那朵六片花瓣的花,在孩子的掌心静静躺着。
不对称。不完美。不完全服从于她的感知。
这是亿万年来,第一次有“外在”闯入她的领域。
孩子的眼泪已经干了。但那双眼睛变了——不再是空洞的、只映照内在的镜子,而是有了某种更深邃的东西:困惑。
不是对樱的困惑,不是对花的困惑,而是对“自己”的困惑。
“它……”孩子开口,声音很轻,像怕惊扰什么,“它在我掌心。我能感知它的形状、颜色、温度。按照我的规则——存在即被感知——它应该只是我感知的产物。但它……”
她抬起头,看向樱。
“它不完全服从我。它有自己‘想要’的形状。这不可能。”
樱蹲在她面前,目光与孩子平视。
“你感知到它。这是真的。但你的感知,是‘创造’了它,还是‘接收’了它?”
孩子愣住了。
樱继续说:
“当你的指尖触到花瓣时,你感受到的那种‘不完全服从’——那种‘它有自己的质地’的感觉——那是感知本身在告诉你:有一个‘什么’,在你感知之外存在。你的感知不是它的来源,只是它与你的相遇点。”
孩子低头看着那朵花。六片花瓣,边缘微微卷曲,颜色比周围的浅一些。所有细节都在她掌心呈现,成为她感知的内容。但那些细节的总和,似乎无法解释那种奇异的“它在那里”的感觉。
老人缓缓开口。
那声音不再疲惫,而是带着某种古老的、哲学的沉重:
“你在说,存在先于感知。”
樱站起身,面对那双从时间尽头看过来的眼睛。
“我在说,感知总是指向某物。”
“贝克莱主教说,‘存在即被感知’。如果一棵树在无人的森林里倒下,没有声音,因为它没有被听见。没有倒下,因为它没有被看见。一切存在,都依赖于被某个心灵感知。”
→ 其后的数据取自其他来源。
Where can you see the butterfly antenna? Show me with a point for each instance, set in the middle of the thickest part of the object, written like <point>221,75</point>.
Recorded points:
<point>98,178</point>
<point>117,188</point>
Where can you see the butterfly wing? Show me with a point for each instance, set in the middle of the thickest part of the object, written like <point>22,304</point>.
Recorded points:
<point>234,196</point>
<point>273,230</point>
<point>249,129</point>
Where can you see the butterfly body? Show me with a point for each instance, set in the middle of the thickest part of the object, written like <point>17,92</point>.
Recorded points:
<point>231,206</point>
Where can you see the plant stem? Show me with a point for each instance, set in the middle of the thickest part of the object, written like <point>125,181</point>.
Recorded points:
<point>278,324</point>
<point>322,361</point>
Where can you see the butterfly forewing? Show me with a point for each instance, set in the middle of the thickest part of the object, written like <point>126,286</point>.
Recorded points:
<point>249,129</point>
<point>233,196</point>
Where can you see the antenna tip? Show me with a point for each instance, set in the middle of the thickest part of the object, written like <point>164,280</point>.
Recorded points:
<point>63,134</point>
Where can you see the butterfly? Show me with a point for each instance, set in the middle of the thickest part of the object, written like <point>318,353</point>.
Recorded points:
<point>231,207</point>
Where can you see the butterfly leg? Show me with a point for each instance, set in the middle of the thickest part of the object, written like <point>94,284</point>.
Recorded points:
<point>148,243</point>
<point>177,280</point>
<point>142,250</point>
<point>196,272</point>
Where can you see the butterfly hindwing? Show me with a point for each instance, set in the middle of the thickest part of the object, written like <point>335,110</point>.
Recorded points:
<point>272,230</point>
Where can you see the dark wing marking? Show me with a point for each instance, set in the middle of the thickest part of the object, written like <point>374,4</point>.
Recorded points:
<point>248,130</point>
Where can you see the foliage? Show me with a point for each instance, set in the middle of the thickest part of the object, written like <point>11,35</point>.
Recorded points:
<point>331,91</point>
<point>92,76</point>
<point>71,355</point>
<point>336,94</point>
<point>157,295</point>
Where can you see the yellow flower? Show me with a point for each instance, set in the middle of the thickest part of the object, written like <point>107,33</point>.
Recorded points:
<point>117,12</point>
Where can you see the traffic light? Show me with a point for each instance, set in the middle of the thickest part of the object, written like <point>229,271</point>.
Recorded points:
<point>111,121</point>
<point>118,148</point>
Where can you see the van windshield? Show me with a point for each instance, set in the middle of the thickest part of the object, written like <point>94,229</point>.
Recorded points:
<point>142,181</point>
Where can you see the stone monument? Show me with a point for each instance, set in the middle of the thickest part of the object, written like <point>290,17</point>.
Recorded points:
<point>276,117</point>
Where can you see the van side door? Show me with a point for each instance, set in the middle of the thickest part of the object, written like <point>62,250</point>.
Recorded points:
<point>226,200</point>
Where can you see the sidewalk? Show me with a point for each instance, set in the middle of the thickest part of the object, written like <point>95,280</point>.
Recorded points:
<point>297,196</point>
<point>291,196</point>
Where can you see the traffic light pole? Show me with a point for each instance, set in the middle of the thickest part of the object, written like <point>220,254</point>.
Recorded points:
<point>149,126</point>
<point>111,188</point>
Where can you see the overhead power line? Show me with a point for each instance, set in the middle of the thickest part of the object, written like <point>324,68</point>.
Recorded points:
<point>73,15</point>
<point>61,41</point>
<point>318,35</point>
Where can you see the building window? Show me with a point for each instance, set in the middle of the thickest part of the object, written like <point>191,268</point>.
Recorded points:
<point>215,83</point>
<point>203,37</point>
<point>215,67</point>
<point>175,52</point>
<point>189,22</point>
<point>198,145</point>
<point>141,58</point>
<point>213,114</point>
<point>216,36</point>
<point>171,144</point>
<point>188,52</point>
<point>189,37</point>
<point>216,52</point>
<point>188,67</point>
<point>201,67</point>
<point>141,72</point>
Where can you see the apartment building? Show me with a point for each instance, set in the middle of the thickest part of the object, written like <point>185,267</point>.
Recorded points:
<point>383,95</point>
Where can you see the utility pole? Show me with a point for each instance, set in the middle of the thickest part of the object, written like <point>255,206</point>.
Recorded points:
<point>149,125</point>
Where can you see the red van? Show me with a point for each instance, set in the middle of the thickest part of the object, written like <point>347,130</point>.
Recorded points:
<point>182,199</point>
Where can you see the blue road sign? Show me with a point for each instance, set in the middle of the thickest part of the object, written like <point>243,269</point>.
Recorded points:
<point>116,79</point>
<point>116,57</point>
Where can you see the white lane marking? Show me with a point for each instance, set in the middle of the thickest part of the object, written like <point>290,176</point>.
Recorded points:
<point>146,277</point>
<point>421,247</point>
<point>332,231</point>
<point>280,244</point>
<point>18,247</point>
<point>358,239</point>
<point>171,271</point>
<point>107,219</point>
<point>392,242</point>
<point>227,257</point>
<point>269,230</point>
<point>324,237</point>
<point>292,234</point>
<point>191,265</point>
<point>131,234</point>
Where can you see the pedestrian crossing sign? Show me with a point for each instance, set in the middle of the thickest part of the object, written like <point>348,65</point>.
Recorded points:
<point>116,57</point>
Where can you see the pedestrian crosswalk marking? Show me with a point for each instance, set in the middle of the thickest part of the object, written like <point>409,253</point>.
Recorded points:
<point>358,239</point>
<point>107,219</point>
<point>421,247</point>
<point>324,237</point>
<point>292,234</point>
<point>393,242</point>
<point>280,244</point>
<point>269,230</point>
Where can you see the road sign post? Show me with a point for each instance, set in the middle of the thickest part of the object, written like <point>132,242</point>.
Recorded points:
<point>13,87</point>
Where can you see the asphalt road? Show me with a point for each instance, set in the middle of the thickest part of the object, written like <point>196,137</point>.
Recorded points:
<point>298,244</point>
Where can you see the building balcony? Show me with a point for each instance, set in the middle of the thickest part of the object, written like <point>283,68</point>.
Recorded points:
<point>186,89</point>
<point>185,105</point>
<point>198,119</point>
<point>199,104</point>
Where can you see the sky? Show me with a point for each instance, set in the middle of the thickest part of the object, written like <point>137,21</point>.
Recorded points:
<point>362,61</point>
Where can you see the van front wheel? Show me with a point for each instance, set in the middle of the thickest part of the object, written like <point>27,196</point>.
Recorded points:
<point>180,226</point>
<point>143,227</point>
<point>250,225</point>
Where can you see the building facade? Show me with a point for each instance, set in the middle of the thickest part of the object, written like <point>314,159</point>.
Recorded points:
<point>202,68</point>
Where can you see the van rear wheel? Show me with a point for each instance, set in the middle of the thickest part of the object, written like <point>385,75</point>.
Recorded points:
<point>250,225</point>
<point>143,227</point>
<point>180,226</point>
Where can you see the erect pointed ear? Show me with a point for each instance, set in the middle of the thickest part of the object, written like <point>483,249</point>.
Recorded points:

老人的声音平静如水,却带着亿万年来无数访客留下的回音。这是“内在性”最原初的哲学根基,是双生钟摆存在本身的理论基石。
樱没有否认。
“贝克莱是对的,”她说,“在某种意义上。我们无法想象一个完全不被感知的世界,因为‘想象’本身已经是感知。但——”
她顿了顿,指向自己心口。
“‘感知’这个词,有两个意思。一个是‘感知内容’——我看见的花的颜色,我闻到的花的香气。另一个是‘感知活动’——我正在看,我正在闻。”
“贝克莱讨论的是第一个。但真正重要的,是第二个。”
老人的眼睛微微眯起。
“‘我正在感知’这个活动,本身不是可以被感知的内容。你看不见‘正在看’,你只能看见‘看到了什么’。但如果没有‘正在看’,你什么也看不见。”
“这个‘正在感知’,是使一切感知成为可能的条件。它不是存在,它是使存在得以显现的光。”
领域的虚白开始波动。
不是因为攻击,而是因为樱的话正在触碰它的根基——那些从未被质疑过的、关于“存在”与“感知”的预设。
孩子站起身,与老人并肩而立。起源与终结,此刻同时看向同一个方向——看向这个来自“外在”的访客,正在用她们亿万年来从未听过的方式,描述她们自身的存在。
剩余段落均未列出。